Building The SHIFT, Maingear's DIY Kit

System Installation, Setup and EPIC Audio

Once you get the motherboard in place, along with some of its critical power cabling routed, the rest of the build goes fairly easily.  The motherboard of choice for our build was Intel's very own DX79SI "Siler" motherboard.  With only three full-length PCI Express slots (Gen 3 capable though not validated by Intel yet) and a pair of x1s, there's not a ton of room for expansion, though it served our standard NVIDIA SLI multi-GPU setup just fine.

Intel's DX79SI Siler Motherboard, Maingear EPIC 180 water block installed

We actually opted to leave the SATA cables you see here, running on the front side of the motherboard, so we could get at them easier if need be in the future. You could easily use one of the local pass-throughs though, if you wanted to neaten things up a bit more.


The OCZ RevoDrive X2 sits nestled in next to the MSI GeForce GTX 580 in this shot but there would be another GTX 580 from Zotac flanking that PCIe SSD in the near future.  Air flow across the card slot area was going to be critical for system stability under load, so we dialed up that 180mm fan to sit at 70% in the BIOS.  Fortunately, at that speed, it's still whisper-quiet.  The back side of the chassis shows most of where our cables are hiding.  The SHIFT's panel design has plenty of room on either side to offer clearance for accommodating all the cabling we could throw at it. Pop the side panel on and it's out of site, out of mind, as they say.

A Few Minutes with EPIC Audio, Powered by APHEX:
APHEX is Pro Audio technology company that has been around for about 35 years specializing in audio processing and production equipment primarily, though they do license their technology as well.  Maingear got together with Aphex to develop an audio enhancement engine for PC gamers, specifically for the headphone-powered crowd.  As part of the bundle, this little number was installed in a 2.5" drive-bay for us.

Maingear's EPIC Audio Engine (powered by APHEX as you can see) offers what Maingear calls "a more immersive PC experience through enhanced sound.
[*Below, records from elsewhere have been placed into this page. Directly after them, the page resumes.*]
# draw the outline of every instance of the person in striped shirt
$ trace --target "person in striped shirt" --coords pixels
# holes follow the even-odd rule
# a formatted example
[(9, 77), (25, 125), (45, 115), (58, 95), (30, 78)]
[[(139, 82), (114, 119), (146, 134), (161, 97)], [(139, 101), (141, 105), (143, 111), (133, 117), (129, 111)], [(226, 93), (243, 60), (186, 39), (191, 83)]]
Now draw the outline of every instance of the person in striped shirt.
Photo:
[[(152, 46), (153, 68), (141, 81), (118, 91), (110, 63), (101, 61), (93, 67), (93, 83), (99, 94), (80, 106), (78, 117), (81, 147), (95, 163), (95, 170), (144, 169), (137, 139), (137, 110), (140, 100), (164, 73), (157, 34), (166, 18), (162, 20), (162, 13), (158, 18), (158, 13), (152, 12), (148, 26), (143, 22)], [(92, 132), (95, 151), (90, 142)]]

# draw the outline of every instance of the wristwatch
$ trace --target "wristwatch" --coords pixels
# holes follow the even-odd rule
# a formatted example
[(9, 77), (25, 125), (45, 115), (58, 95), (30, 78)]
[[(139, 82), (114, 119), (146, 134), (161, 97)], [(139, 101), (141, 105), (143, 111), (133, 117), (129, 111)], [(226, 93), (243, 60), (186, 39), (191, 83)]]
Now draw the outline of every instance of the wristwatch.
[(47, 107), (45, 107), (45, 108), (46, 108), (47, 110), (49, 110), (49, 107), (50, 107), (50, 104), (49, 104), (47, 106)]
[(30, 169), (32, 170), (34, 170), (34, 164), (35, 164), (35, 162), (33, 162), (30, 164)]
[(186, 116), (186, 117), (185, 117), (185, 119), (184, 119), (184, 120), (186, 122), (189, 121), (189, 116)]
The studio-grade processing technology in a custom designed solution for PCs, headphone audio output and microphone input truly gives a more balanced and realistic audio experience." 

In our testing of both in-game sound effects, in-game musical sound tracks and various selections from our personal music library, the EPIC Audio Engine did offer a more dynamic "spatialized" effect with brighter highs and more pronounced, punchy lows.  Though APHEX claims that sound will be more "balanced and articulated" we'd offer that, depending on your personal preference and listening style, the EPIC Audio Engine's seemingly enhanced dynamic range may or may not appeal to you, depending on the content you're listening to.  For example, in game testing, both for sound effects and scene music, we preferred the more cinematic punch and range of the processing engine.  However, certain types of music (Blues and acoustic sets) appealed more to us with the processing engine turned off.  Midrange also seems a bit softened with the effect turned on as well.  However, driving Rock with lots of guitar crunch sounded great with the EPIC Audio Engine enabled.  Of course, our opinion here is all very much subjective, personal preference, but by in large we enjoyed having the ability to amp up the audio experience when the mood struck.  We only wish the effect was available with standard audio output and not just headphones.  We tested the device in conjunction with the Intel motherboard's on-board audio solution and would have like the option to enable it on our room speakers as well.